El Ministro del Interior, Gral. Julio Rapela, dijo que en el Uruguay había libertad de prensa, ya que aquí se puede decir todo lo que no está prohibido.
Podría pensarse que el problema con la definición de libertad de prensa implícita en esa declaración es su carácter puramente formal. ¿Quién ha prohibido que las prensas funcionaran, que la tinta y el papel mantuvieran su sempiterno connubio? Entonces, si en todas partes, bajo los regímenes más represivos, se ha podido publicar periódicos, con tal de respetar las prohibiciones de la autoridad, si en Alemania nazi bastaba con observar las reglas puestas por Goebbels para poder salir libremente a la calle, si contemporáneamente en Italia los periodistas fascistas no padecían ninguna represión, si hoy mismo, con todo lo que la gente dice de Rusia, porque siempre hay quienes ven fantasmas, Pravda y Estrella Roja pueden aparecer cotidianamente sin dificultades, ¿dónde es que no habrá o podrá no haber habido libertad de prensa?
Sin embargo, si bien estos ejemplos operan una reductio ad absurdum eficaz con la definición de libertad puramente formal que dio el Ministro del Interior, si bien son las restricciones a lo que puede escribirse las que tienen que sujetarse a reglas, y éstas no pueden tener otro fundamento que el universal de respetar el derecho ajeno, para que pueda hablarse de libertad de prensa, con todo, la existencia de reglas represivas en el Uruguay no es el problema.
No es el nuestro al menos. En el Uruguay lo que ocurre es que no hay reglas.
Se equivoca, por lo tanto, el Ministro del Interior cuando dice que aquí hay libertad de prensa porque se puede publicar todo lo que no está prohibido publicar. En realidad esto supone la existencia de normas cognoscibles de antemano, que deslindan un área más o menos estrecha por donde se puede transitar, algo así como una carta marina que pone donde están los arrecifes. El problema con los arrecifes en estas aguas que nos ha tocado en suerte navegar no es que dejen canales demasiado estrechos, y posibilidades demasiado restrictas a la selección de rumbos: es que se mueven.
El Ministro debería considerar otra definición de la libertad de prensa, compatible con sus tesis de que ella existe en el Uruguay. Nuestra sugestión: aquí todos los periódicos que no se hallan clausurados permanecen abiertos.
Había una época en que, cuando reaparecíamos luego de un cierre, comentábamos el decreto que nos había impuesto la última sanción. Ya no más. Solamente queremos, a nuestros lectores que no han estado en contacto con nosotros, que no han tenido como tantísimos, la oportunidad de preguntarnos, "Esta vez, ¿por qué ha sido? ¿Por qué los cerraron?" decirles lo que les dijimos de viva voz a los otros: no lo sabemos.

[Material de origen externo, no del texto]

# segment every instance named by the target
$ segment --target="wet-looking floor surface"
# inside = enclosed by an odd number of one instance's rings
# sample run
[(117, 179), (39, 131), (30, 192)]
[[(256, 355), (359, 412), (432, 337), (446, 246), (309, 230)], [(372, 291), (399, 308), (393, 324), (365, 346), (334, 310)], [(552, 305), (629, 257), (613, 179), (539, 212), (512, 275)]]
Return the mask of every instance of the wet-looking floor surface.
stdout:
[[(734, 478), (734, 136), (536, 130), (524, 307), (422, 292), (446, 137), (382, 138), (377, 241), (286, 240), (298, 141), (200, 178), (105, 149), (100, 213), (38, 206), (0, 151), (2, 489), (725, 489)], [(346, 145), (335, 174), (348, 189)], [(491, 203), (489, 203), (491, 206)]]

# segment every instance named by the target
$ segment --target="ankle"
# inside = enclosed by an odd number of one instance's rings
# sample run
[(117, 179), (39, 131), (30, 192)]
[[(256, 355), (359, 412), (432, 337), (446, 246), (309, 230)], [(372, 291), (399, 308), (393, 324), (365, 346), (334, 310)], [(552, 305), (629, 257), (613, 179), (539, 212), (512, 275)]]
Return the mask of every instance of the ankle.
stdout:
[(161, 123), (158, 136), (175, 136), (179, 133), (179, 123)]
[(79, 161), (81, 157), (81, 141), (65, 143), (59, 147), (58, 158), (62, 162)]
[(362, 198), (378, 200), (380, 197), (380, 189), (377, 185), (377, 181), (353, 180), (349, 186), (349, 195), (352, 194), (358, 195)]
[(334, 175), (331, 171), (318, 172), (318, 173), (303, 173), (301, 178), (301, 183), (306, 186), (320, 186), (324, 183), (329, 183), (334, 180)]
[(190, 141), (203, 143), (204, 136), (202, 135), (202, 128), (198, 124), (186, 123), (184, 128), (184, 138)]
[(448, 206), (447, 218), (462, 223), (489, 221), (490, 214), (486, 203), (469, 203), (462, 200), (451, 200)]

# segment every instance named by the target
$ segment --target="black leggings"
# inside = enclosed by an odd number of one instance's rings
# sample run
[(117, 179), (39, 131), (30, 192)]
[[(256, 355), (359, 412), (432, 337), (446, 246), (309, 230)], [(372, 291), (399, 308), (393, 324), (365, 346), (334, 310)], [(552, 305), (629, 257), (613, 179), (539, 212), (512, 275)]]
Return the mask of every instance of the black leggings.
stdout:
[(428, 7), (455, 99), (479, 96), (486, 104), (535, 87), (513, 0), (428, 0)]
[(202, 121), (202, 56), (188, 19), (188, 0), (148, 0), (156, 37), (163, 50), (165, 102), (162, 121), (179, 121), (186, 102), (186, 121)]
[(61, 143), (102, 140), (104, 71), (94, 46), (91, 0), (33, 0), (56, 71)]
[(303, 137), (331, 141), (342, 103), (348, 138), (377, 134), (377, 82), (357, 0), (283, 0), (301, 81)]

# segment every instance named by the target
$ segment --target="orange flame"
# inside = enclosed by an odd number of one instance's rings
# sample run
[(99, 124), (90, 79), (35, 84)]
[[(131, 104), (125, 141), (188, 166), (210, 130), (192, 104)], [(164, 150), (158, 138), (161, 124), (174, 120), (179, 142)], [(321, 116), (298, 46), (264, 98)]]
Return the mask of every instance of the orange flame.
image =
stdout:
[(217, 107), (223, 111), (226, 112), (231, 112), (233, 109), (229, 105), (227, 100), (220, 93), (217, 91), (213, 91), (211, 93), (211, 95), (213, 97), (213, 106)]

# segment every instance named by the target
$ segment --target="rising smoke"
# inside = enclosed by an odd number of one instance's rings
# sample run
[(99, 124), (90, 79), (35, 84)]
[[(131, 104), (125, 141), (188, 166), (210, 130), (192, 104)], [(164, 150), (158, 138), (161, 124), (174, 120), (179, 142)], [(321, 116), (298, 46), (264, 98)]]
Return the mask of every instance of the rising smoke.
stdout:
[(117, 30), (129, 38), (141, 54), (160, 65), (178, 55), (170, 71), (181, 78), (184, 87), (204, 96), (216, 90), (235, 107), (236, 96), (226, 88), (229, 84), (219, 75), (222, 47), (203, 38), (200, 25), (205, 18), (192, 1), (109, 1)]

Podríamos agregar que estamos seguros, que por lo que dice el decreto de clausura no fue. Al menos no hay nada en lo que allí se menciona que fuera privativo de Búsqueda.
No hay absolutamente nada que otros medios no hubieran también publicado. Tiene que haber sido por otra cosa. Tal vez se trata del equilibrio de cada edición, de la proporción de lo que en ella incurre en el desplacer del censor. Tal vez tenga que ver con otras cosas que publicamos, y que el gobierno haya preferido no revelar su verdadera motivación. Al fin y al cabo, si uno tiene el poder, ¿quién le va a obligar a revelar los verdaderos motivos de sus actos?
Nosotros no lo sabemos. Genuinamente, a esta altura, aplicándonos como nos aplicamos a aprender el arte de permanecer abiertos, sólo salvando, como hemos dicho, nuestra dignidad, sólo dándole al lector el mínimo a que estamos obligados, nosotros no sabemos si una edición va a ser o no objeto de sanción. No es la peor situación posible.
No exageremos. En los países totalitarios, los medios no adictos al régimen simplemente no existen.
Pero es una situación tremendamente desquiciante. Esa de tener que adivinar si esta vez le van a dar a uno o no el garrotazo. Es desquiciante. Es humillante.
Por compensación, para los que ejercen la discrecionalidad, debe ser sumamente agradable. Debe haber un equilibrio del placer, que haga que la suma algebraica del gusto y el disgusto anexos a una actividad sea cero. Suponemos que ese atractivo del ejercicio discrecional del poder es lo que explica lo que de otro modo sería inexplicable.
Después de todo, en realidad, si cuando uno que gobierna tiene que hacerlo conforme a normas, ¿para qué sirve el poder?
Esta es nuestra situación. Después del silencio, volvemos con nuestra palabra, con lo que ofrecemos a nuestros lectores pensando que es nuestra verdad. Movidos por la profunda convicción de que ese es el papel que debemos cumplir. Ser testigos. Decir la verdad, nada más que la verdad, y toda la verdad que nos dejen.